Dr Myles Young, a researcher in HMRI’s Cardiovascular Research Program and the University of Newcastle’s Priority Research Centre for Physical Activity and Nutrition has been announced as the Bupa Health Foundation Emerging Health Researcher for 2019.
With five finalists selected from a field of over 140 nominations Dr Young was delighted to be shortlisted – and absolutely blown away when he was announced the winner in Melbourne on August 27.
“A career in research can be a difficult path to forge, even with a great mentor,” Dr Young said. “When the finalists were announced I was beyond inspired by the company I was in. An award like this means so much to an early career researcher.”
Like his mentor and nominator, Professor Phil Morgan, Dr Myles Young has a keen interest in improving men’s health. Drawing on his undergraduate degree in psychology and the health behaviour expertise gained during his PhD, Dr Young is now forging ahead with an innovative research program designed to improve men’s physical and mental health.
Dr Young’s research challenge is ‘how do you engage men in making healthy lifestyle changes?’
Typically, men only represent 27% of weight loss study participants. They’re hard to engage because they feel that programs aren’t designed for them.
What is the key to getting men engaged in their health and wellbeing?
Dr Young has had great success with ‘gender-tailored’ programs, which specifically cater to men’s preferences and values. The SHED-IT program is an online program he helped design which has helped hundreds of men lose weight and keep it off, without having to give up beer or engage in unsustainable exercise regimes.
For long-term success, any lifestyle changes a person makes to lose weight and improve their health has to be something they’re prepared to do for the rest of their life. If not, the weight comes back on, and often with a little added extra.
With joint funding by HMRI supporter Daracon and The Heart Foundation, Dr Young has now launched the SHED-IT Recharge program and is currently recruiting men aged 18-70 who would like to lose a few kg and improve their mood.
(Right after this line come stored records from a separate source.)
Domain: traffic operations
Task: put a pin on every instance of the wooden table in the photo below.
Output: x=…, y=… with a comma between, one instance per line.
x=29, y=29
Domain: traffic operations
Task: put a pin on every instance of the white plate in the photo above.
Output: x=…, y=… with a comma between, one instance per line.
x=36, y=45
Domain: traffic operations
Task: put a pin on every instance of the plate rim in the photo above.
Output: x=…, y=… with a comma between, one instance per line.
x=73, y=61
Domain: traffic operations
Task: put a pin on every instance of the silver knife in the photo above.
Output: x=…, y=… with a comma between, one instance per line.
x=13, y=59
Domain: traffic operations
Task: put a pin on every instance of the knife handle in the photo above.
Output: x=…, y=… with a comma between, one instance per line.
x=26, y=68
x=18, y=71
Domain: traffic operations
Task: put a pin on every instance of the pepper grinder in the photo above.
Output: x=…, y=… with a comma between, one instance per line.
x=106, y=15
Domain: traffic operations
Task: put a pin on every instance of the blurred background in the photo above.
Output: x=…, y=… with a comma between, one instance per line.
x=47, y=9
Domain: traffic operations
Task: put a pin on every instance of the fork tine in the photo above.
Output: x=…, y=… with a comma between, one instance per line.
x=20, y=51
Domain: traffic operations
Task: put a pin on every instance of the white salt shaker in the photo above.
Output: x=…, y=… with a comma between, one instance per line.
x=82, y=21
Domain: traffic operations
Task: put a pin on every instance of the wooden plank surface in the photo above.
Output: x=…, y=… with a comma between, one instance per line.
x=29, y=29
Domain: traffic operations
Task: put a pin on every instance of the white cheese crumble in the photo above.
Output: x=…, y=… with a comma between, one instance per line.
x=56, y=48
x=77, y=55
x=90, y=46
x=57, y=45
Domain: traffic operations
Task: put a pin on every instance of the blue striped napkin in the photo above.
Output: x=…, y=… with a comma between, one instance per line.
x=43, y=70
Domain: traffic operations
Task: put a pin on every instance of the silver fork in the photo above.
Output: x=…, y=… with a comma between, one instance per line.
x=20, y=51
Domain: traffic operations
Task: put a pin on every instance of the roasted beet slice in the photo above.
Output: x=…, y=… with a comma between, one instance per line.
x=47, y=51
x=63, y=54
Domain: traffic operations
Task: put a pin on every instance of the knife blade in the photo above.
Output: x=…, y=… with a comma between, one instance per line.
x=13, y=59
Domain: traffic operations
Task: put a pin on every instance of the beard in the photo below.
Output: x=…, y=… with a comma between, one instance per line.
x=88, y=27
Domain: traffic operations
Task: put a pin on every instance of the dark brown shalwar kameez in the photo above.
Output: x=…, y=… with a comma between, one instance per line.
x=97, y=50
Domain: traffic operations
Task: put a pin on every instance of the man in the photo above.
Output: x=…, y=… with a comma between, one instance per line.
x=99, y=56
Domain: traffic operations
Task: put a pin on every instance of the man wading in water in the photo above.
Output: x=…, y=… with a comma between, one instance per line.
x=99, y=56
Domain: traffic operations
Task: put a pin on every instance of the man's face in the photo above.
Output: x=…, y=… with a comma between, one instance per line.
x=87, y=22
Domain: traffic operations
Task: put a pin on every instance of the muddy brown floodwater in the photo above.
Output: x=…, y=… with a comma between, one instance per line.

This is an important research area, given 50% of previous SHED-IT participants have been affected by low mood symptoms like tiredness, frustration, stress and generally feeling down. But at the end of the program, these symptoms had improved across the board. It’s long been understood that mental and physical health are linked – but this study was one of the first to show that weight loss could improve mental health outcomes in men.
Now in its eighth year, the Bupa Emerging Health Researcher Awards recognises the valuable contributions of health researchers to improving the health and wellbeing of our community.
Dr Myles Young is a member of the “Jennie Thomas Family” at HMRI.